FIGURE 1. Uses of opsins. (A) Opto-α1-AR consists of bovine visual opsin with the intracellular loops of Gq-coupled human α1a-adrenergic receptor. Opto-β2-AR consists of bovine visual opsin with the intracellular loops of Gs-coupled hamster β2-adrenergic receptor. When excited with blue light, opto-α1-AR and opto-β2-AR activate production of IP3 and cAMP, increasing and decreasing neuronal firing in vivo, respectively. (B) Opto-MOR consists of rat visual opsin with the intracellular loops of the mu-opioid receptor. Optical stimulation results in inhibition of adenylate cyclase via Gi/o, activation of ERK via β-arrestin and Gi/o, and activation of GIRK via Gβγ. (C) Photoactivatable serotonin receptors can be produced by conjugating light-sensitive vertebrate opsins (here, denoted vOpsins) at various excitation wavelengths with the C terminal portion of a specific serotonin receptor subtype, which mediates proper localization within the cell via sorting proteins. Excitation with 400–600 nm light triggers activation of GIRK via Gβγ, decreasing neuronal firing.

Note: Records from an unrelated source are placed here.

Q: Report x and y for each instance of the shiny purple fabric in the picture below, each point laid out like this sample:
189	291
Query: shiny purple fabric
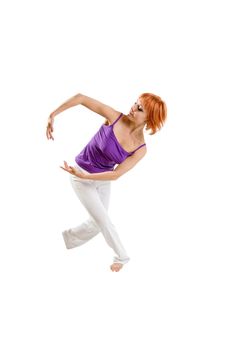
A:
103	151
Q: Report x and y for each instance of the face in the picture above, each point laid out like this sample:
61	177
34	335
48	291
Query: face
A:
137	112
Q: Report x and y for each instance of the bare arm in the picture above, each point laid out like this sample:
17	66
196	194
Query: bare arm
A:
94	105
90	103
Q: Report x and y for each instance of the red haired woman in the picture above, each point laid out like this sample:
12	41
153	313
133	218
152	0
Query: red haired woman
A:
119	141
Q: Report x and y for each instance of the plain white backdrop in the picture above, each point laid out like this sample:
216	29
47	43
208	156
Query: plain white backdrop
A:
172	211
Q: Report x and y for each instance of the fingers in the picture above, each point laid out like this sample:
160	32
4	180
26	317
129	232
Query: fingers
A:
49	130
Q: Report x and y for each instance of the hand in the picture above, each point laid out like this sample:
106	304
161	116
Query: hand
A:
72	170
50	128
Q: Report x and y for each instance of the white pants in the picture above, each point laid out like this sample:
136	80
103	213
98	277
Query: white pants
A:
94	195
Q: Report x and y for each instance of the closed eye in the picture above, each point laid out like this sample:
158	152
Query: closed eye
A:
139	107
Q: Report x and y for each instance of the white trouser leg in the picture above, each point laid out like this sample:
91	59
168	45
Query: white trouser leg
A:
82	233
88	192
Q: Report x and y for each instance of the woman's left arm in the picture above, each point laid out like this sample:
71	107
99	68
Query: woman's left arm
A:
121	169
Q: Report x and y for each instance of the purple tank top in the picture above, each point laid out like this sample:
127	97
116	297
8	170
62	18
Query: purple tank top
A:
103	151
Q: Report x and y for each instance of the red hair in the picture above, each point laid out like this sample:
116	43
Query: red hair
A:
156	111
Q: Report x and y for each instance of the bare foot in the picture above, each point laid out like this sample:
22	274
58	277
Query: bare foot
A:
116	267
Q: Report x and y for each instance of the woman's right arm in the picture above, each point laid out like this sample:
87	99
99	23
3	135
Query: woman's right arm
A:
94	105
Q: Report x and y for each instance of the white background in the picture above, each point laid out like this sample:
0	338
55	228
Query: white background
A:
172	210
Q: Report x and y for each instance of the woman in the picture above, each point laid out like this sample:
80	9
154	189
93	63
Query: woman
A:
119	141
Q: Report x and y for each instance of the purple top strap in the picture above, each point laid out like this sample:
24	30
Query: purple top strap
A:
117	119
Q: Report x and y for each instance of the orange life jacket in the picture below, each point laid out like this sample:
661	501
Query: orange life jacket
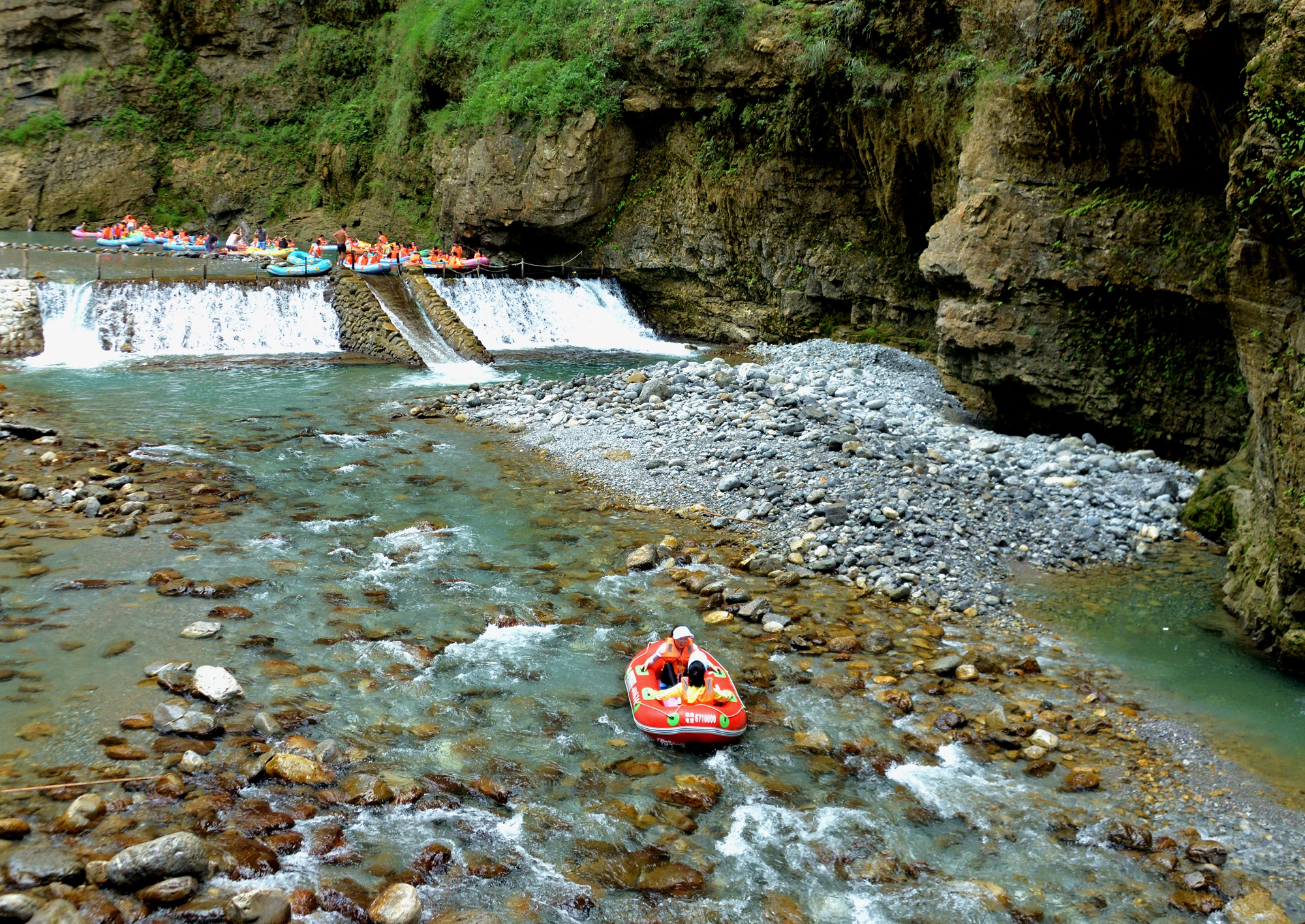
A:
669	653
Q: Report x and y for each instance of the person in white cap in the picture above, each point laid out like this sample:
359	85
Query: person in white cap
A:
670	660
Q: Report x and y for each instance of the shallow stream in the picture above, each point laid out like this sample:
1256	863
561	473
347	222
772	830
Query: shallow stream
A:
1165	627
459	531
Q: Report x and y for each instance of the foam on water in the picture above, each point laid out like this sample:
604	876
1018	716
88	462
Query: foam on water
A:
957	785
89	326
591	314
70	327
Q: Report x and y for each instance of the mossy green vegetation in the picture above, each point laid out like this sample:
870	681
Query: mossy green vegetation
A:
36	129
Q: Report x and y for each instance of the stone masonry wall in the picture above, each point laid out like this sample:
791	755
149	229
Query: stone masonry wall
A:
447	322
20	319
363	326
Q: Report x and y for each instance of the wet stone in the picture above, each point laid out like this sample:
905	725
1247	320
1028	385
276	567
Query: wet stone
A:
671	879
204	910
169	892
1208	852
80	815
263	906
202	630
14	829
433	862
243	858
366	790
944	666
61	912
326	839
256	818
1082	780
29	867
18	908
399	904
482	867
1128	837
641	559
1196	902
346	899
639	768
176	682
173	855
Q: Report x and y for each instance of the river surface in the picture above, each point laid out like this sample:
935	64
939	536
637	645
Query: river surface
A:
384	541
127	263
1165	627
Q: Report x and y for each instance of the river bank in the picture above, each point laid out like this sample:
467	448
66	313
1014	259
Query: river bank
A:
902	451
434	648
850	461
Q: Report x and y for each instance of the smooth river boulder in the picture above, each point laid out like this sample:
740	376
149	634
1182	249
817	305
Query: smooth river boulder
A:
262	906
61	912
29	867
397	905
182	854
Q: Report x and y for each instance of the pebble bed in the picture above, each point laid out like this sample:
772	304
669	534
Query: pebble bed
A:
853	461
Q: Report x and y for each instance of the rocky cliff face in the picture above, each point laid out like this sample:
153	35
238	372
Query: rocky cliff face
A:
1263	495
1089	215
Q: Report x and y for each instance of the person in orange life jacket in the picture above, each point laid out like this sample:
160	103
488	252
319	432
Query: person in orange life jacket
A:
696	687
671	657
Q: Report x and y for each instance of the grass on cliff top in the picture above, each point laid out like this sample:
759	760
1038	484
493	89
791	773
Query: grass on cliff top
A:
542	61
38	127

A potential limitation of optoXRs using visual opsins is that they are unable to regenerate 11-cis-retinal from the photoisomerized all-trans-retinal (Bailes et al., 2012). A natural Gs-coupled opsin that can regenerate 11-cis-retinal may provide an alternative means for optical control of cAMP production. Bailes et al. (2012) used the opsin from box jellyfish, the only animal opsin known to couple to Gs, to increase cAMP levels in response to light. Box jellyfish opsin was able to signal with addition of only all-trans-retinal, implying it was capable of regenerating 11-cis-retinal, and enabled repeated optical activation of cAMP production with less fatigue than opto-β2AR (Bailes et al., 2012).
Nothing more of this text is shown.